Au Soudan, le coup d'État de l'armée contre les civils, avec qui elle partageait le pouvoir depuis la révolution de 2019, est survenu dans un climat politique de plus en plus tendu. Depuis des semaines, les militaires exigeaient une dissolution du gouvernement, quand la composante civile du pouvoir la refusait totalement, mettant un terme à plus de deux ans de manœuvres et de compromis.
En avril 2019, les révolutionnaires soudanais avaient dû, à
contrecœur, s'associer aux généraux de leur ennemi principal, Omar el-Béchir.
Car si c'était des civils qui avaient rendu la chute de ce dernier inéluctable,
grâce à la rue, c'était les militaires qui avaient arrêté celui qui était alors
chef de l'État et obtenu sa démission. Ce compromis était à la fois le point
d'équilibre et le point faible de leur accord de partage temporaire du pouvoir,
obtenu de haute lutte par une médiation de l'Union africaine, soutenue par la
communauté internationale.
Un point d’équilibre
et un point faible
Il s'agissait d'un point d'équilibre parce que chaque camp
avait démontré sa force respective, une force sur laquelle il fallait compter
pour gouverner. Depuis la chute d'el-Béchir, l'armée soudanaise, en plus de son
pouvoir économique, a continué à jouer un rôle non négligeable : elle a été à
l'œuvre dans le conflit de basse intensité face à l'Éthiopie, dans le triangle
d'el-Fashqa, mais aussi dans le maintien de l'ordre au Darfour, dans le rapport
de force régional autour du barrage controversé de la Grande Renaissance
éthiopienne, ainsi que dans la normalisation avec Israël et les États-Unis.

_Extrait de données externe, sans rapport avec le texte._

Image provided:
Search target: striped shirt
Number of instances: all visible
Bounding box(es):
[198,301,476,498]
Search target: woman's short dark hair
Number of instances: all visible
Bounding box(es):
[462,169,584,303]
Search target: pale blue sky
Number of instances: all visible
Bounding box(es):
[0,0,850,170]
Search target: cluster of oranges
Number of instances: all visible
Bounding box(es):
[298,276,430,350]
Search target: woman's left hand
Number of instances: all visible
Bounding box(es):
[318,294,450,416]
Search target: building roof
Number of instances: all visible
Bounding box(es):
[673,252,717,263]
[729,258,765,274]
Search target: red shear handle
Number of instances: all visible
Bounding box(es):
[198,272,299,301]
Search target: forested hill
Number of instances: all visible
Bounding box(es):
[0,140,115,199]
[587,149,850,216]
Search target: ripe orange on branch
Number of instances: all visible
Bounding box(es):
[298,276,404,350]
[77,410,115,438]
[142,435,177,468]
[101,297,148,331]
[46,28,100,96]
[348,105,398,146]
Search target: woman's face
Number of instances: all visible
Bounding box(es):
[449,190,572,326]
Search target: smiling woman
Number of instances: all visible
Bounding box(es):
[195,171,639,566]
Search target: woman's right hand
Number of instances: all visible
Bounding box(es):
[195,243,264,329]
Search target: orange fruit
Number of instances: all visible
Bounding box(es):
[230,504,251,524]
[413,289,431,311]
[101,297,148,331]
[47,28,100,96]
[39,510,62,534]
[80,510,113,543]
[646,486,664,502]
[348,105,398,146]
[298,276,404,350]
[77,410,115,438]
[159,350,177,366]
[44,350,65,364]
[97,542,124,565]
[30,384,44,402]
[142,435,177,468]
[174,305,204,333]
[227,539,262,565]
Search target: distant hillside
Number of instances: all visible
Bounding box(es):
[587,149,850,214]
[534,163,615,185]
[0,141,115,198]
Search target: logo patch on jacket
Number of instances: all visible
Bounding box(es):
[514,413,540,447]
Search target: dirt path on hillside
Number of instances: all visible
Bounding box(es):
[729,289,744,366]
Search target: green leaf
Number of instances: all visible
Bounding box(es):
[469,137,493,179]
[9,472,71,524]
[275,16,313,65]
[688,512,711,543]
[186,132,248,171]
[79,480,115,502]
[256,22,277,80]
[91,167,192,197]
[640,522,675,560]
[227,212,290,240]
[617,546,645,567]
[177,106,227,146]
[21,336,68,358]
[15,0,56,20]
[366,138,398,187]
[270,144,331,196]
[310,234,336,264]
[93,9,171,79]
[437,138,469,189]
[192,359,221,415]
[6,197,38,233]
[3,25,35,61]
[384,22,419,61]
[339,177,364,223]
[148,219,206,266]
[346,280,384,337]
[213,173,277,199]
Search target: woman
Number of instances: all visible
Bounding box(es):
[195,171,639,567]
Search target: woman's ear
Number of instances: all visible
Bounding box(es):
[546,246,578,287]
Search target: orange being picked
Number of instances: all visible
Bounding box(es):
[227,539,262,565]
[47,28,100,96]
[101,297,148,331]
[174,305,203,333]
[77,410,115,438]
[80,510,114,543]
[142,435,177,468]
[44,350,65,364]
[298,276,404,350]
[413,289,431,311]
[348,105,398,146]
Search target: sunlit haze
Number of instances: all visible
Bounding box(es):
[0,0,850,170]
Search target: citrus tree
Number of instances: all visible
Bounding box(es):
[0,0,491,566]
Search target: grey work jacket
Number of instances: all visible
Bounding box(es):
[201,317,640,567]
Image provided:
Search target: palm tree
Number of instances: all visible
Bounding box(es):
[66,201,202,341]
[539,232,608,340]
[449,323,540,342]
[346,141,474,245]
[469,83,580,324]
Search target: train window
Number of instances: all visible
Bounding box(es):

De leur côté, les forces issues de la révolution ont
plusieurs fois démontré leur capacité à s'unir, malgré les divisions, et à
mobiliser le grand nombre pour soutenir la reprise en mains du Soudan par un
gouvernement uniquement civil.
Mais il s'agissait également d'un point faible parce que
toute velléité de limiter les pouvoirs de l'une des composantes de la
transition déséquilibrerait mathématiquement l'ensemble.
Déséquilibre
Or, d'un côté, les travaux de la commission de lutte et de
démantèlement des restes de l'ancien régime - d'ailleurs dissoute dès le coup
de force de lundi - ont souvent empiété sur les intérêts des militaires,
notamment des Forces de soutien rapide dirigées par le général Mohamed Hamdan
Dagalo dit « Hemeti ». Et l'annonce de la volonté de reprise de contrôle par
l'autorité civile du haut commandement militaire et des renseignements,
l'intégration d'anciennes rébellions dans les corps constitués, ainsi que
l'annonce de la fusion des Forces de soutien rapide dans l'armée régulière, ont
rencontré une opposition résolue de certains hauts gradés.
Et de l'autre, la mainmise de l'armée ou des paramilitaires
sur des pans entiers de l'économie, le droit de regard qu'ils s'octroyaient sur
les réformes politiques et économiques, leurs ingérences dans les fragiles
équilibres de la scène politique ont achevé de miner la confiance.
Élément déclencheur
de la rupture
C'est donc ce déséquilibre qui a précipité la situation ces
derniers mois, notamment depuis le coup d'État raté du 21 septembre dont les
circonstances ne sont pas encore tout à fait claires. Il ne manquait plus que
l'élément déclencheur de la rupture entre les partenaires de la transition.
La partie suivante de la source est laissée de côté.